Offline password managers are generally considered to be more secure as the data is stored locally, causing less data transfer and authentication which may potentially be exploitable by an attacker. While they are not quite as convenient as online password managers, the portability can often be recreated through the use of USB sticks (though this is rarely an option for mobile devices).

Autofill and Phishing Protection

An advantage of password managers is that they can help protect the user against phishing attacks as they will only fill in the credentials on the correct page, preventing the user from entering their password into a fake site. This is certainly good, however the autofill feature of many password managers, when poorly implemented or misconfigured, can allow for an attacker to obtain peoples’ passwords with relative ease.
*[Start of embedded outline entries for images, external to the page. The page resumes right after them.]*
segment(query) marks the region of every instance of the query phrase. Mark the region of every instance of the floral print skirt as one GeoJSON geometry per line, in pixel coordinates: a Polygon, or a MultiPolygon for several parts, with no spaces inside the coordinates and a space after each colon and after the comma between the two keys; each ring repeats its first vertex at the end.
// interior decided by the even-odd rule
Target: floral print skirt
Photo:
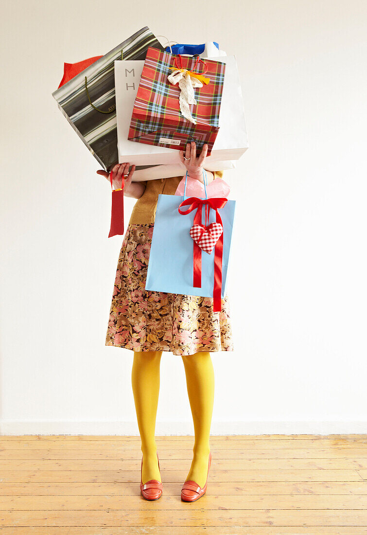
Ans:
{"type": "Polygon", "coordinates": [[[154,223],[128,226],[117,265],[106,346],[173,355],[233,351],[226,296],[220,312],[213,298],[146,290],[154,223]]]}

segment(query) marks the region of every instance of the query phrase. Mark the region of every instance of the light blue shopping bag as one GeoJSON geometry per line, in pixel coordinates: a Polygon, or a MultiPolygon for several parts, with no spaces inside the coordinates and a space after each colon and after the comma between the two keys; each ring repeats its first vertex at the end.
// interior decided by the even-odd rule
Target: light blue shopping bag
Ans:
{"type": "MultiPolygon", "coordinates": [[[[206,173],[205,173],[206,175],[206,173]]],[[[201,253],[201,287],[193,285],[194,240],[190,229],[194,224],[195,210],[182,215],[179,206],[186,201],[199,200],[197,197],[186,199],[185,181],[184,196],[158,195],[155,222],[149,255],[146,289],[167,293],[213,297],[214,287],[214,260],[215,249],[210,254],[201,253]]],[[[208,200],[204,178],[205,197],[208,200]]],[[[214,198],[212,200],[215,202],[214,198]]],[[[218,209],[223,227],[223,257],[221,266],[221,297],[226,295],[226,283],[228,270],[232,228],[234,219],[235,201],[226,201],[223,208],[218,209]]],[[[181,210],[186,209],[181,208],[181,210]]],[[[204,213],[204,208],[202,210],[204,213]]],[[[209,211],[210,224],[216,221],[216,211],[209,211]]]]}

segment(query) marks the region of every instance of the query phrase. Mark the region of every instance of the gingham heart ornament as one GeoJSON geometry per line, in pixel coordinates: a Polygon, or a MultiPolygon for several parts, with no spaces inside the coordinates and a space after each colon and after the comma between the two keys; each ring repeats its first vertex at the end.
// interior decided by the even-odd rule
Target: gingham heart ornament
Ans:
{"type": "Polygon", "coordinates": [[[220,238],[223,227],[220,223],[210,223],[207,227],[194,225],[190,229],[190,235],[200,249],[209,255],[220,238]]]}

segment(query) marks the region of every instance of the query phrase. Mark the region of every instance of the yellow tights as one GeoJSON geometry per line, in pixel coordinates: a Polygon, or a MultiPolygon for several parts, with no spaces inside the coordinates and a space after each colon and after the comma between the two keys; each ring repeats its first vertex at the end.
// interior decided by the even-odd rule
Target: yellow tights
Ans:
{"type": "MultiPolygon", "coordinates": [[[[155,440],[162,353],[134,352],[132,384],[141,439],[143,483],[150,479],[162,481],[155,440]]],[[[203,487],[207,480],[210,450],[209,437],[214,402],[214,369],[210,353],[208,351],[183,355],[182,358],[195,431],[194,456],[185,481],[193,479],[203,487]]]]}

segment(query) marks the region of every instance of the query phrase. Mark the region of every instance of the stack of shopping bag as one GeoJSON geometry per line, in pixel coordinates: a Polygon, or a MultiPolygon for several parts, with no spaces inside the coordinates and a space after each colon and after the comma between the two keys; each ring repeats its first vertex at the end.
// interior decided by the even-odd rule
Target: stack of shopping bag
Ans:
{"type": "MultiPolygon", "coordinates": [[[[146,27],[104,56],[65,64],[52,95],[110,172],[109,236],[124,232],[123,184],[113,188],[115,164],[177,165],[179,150],[194,141],[198,151],[208,144],[205,167],[215,171],[235,167],[248,146],[236,58],[213,42],[165,49],[146,27]]],[[[146,287],[212,296],[219,311],[235,202],[208,196],[205,178],[205,195],[187,197],[188,178],[187,173],[183,196],[159,196],[146,287]]]]}

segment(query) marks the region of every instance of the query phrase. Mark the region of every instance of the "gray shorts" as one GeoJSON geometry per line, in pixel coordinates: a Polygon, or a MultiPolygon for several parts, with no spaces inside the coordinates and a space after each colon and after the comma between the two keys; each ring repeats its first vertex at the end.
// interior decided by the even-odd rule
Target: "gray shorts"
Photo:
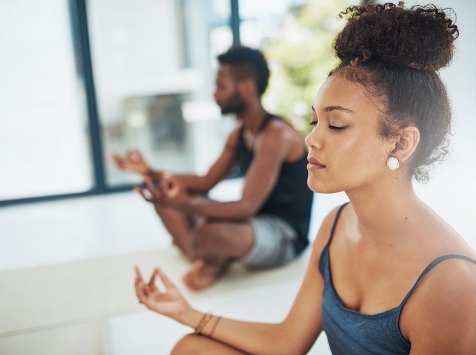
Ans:
{"type": "Polygon", "coordinates": [[[296,256],[293,242],[297,232],[284,220],[275,216],[263,215],[251,218],[254,234],[251,250],[237,260],[252,269],[279,266],[296,256]]]}

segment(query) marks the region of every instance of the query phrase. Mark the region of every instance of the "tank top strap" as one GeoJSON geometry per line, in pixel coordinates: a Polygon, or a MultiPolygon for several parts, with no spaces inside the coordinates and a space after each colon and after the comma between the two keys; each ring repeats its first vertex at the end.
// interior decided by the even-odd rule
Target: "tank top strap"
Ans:
{"type": "Polygon", "coordinates": [[[410,291],[408,292],[408,293],[407,294],[407,295],[403,299],[403,301],[402,301],[402,303],[400,304],[400,305],[399,306],[399,308],[401,308],[407,303],[409,297],[412,295],[413,291],[416,288],[416,286],[418,286],[418,284],[419,283],[423,277],[425,276],[425,275],[428,273],[428,272],[431,270],[431,269],[441,262],[441,261],[446,260],[447,259],[452,258],[464,259],[476,264],[476,260],[472,259],[471,257],[469,257],[468,256],[465,256],[464,255],[460,255],[459,254],[448,254],[447,255],[443,255],[441,256],[438,256],[434,260],[431,261],[431,262],[428,264],[428,266],[426,266],[426,267],[425,268],[425,269],[423,270],[421,274],[420,274],[420,276],[418,276],[418,278],[416,279],[416,281],[415,282],[415,285],[414,285],[413,287],[410,289],[410,291]]]}
{"type": "Polygon", "coordinates": [[[327,243],[326,244],[326,248],[328,248],[329,244],[331,244],[331,241],[332,240],[332,238],[334,237],[334,233],[336,231],[336,227],[337,226],[337,222],[339,221],[339,217],[341,216],[341,213],[342,212],[342,210],[344,209],[344,207],[349,204],[350,203],[346,202],[345,203],[343,204],[340,207],[339,207],[339,210],[337,211],[337,214],[336,215],[336,217],[334,219],[334,223],[332,224],[332,229],[331,229],[331,233],[329,235],[329,240],[327,241],[327,243]]]}
{"type": "Polygon", "coordinates": [[[334,233],[336,231],[336,227],[337,225],[337,222],[339,221],[339,217],[341,216],[341,213],[344,207],[349,204],[349,203],[346,202],[345,203],[339,207],[337,211],[337,214],[334,219],[334,224],[332,224],[332,229],[331,229],[331,233],[329,235],[329,239],[325,246],[323,248],[321,252],[321,255],[319,257],[319,270],[321,272],[322,276],[325,279],[326,275],[329,273],[329,246],[332,240],[332,237],[334,237],[334,233]]]}

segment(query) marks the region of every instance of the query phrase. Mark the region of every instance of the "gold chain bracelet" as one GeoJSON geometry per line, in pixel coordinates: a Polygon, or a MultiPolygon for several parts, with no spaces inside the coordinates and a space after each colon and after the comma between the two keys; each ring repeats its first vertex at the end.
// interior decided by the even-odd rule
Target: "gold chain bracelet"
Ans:
{"type": "Polygon", "coordinates": [[[213,314],[212,314],[211,312],[205,313],[202,317],[202,319],[200,320],[197,326],[195,327],[195,334],[199,334],[212,316],[213,314]]]}

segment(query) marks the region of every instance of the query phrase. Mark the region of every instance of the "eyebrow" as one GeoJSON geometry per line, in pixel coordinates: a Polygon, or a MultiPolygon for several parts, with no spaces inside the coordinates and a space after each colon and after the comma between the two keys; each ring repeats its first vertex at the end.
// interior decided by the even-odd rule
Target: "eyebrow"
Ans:
{"type": "MultiPolygon", "coordinates": [[[[314,109],[313,106],[311,106],[311,109],[316,112],[316,110],[314,109]]],[[[328,112],[331,111],[343,111],[345,112],[348,112],[349,113],[355,113],[350,108],[346,108],[346,107],[343,107],[342,106],[328,106],[324,109],[324,112],[328,112]]]]}

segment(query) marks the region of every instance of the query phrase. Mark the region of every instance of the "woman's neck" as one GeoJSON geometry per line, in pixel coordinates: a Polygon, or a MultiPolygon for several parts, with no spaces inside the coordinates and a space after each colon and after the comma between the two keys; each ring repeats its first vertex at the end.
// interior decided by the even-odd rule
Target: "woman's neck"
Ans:
{"type": "Polygon", "coordinates": [[[357,218],[359,238],[372,242],[387,243],[389,238],[408,235],[425,206],[416,195],[411,178],[389,177],[346,193],[357,218]]]}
A great discussion of the issues associated with autofill features in password managers, as well as examples of attacks to exploit these features, can be found here. The researchers from the previous paper were able to extract around ten passwords a second from a password manager using an invisible iFrame on the landing page of a WiFi hotspot (among other methods), without the knowledge of the victim. If you wish to use autofill, it is recommended that you set a your password manager to prompt you before entering credentials into a form to avoid such attacks.

Using a password manager is a good idea, so long as the password manager chosen is well made. You should choose which password manager to use based on the previously mentioned criteria, as well personal preference for things such as the UI, additional features, and method of browser integration.